Last week, the Second Circuit – in Tilton v. SEC – joined the recent Seventh and DC Circuit decisions (Bebo v. SEC and Jarkesy v. SEC) by finding that constitutional challenges to the SEC’s administrative law judge proceedings can’t go forward in court until those proceedings are done. In other words, a court review can only be sought as an appeal from a final decision by an ALJ.

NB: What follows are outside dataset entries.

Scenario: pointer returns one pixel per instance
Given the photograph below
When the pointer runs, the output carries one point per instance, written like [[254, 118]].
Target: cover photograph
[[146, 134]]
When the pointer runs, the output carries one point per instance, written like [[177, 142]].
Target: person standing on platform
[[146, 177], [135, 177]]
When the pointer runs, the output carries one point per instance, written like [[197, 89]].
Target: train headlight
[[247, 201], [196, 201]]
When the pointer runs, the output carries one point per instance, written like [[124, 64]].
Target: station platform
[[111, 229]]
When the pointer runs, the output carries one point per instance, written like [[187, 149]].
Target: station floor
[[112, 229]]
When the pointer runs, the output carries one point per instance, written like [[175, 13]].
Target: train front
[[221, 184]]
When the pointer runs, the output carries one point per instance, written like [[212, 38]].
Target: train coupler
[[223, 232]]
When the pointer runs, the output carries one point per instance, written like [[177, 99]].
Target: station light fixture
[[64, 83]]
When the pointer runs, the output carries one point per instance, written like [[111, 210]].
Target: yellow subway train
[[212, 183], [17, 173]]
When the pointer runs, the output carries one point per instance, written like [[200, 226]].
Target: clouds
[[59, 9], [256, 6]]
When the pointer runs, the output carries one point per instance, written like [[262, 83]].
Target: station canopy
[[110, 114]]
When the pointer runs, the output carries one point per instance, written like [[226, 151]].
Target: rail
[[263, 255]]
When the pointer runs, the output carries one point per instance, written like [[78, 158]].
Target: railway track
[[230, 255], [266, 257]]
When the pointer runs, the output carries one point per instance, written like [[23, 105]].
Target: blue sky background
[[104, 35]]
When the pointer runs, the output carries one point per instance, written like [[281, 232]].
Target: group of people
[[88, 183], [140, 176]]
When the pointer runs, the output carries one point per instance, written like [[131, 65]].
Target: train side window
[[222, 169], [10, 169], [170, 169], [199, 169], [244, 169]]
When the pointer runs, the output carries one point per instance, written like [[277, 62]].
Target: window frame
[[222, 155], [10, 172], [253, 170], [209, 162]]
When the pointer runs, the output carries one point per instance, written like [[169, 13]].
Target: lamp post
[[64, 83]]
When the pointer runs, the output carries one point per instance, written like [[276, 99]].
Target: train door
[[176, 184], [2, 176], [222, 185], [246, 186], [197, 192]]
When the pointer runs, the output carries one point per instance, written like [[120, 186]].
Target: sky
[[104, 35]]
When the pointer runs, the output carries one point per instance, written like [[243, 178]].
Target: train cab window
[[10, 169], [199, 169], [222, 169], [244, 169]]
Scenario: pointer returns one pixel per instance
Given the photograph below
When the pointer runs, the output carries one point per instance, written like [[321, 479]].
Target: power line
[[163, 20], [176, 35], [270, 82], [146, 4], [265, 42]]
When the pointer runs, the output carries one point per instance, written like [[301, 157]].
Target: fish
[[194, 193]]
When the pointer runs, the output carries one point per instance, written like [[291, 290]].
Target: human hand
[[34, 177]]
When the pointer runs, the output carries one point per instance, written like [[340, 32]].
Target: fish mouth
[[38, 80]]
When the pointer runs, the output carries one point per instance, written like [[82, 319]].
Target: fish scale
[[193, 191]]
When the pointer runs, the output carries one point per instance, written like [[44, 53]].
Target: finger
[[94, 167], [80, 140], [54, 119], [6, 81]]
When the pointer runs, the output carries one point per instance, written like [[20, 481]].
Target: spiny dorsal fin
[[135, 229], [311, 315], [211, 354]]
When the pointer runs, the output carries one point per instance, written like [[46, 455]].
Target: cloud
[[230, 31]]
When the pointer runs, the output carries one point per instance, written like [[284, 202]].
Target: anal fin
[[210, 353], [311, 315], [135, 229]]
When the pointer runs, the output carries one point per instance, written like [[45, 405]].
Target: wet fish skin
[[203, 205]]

The Eleventh Circuit now is the last court out there with a pending case (Hill v. SEC) that could possibly create a circuit split – so it looks unlikely that the Supreme Court would decide to weigh in. I’ve posted memos on the Tilton & other decisions in our “SEC Enforcement” Practice Area

Broc Romanek

June 3, 2016

The Launch: Our New “Big Legal Minds” Podcast Series

I’m excited to announce the launch of my new podcast series: “Big Legal Minds.” The series will consist of these two types of programs:

– 40-minute interviews with well-known folks from our community about their illustrious careers (four of these are posted so far)
– 20-minute talk shows with a pair of practitioners about news of the day (first one of these is coming soon)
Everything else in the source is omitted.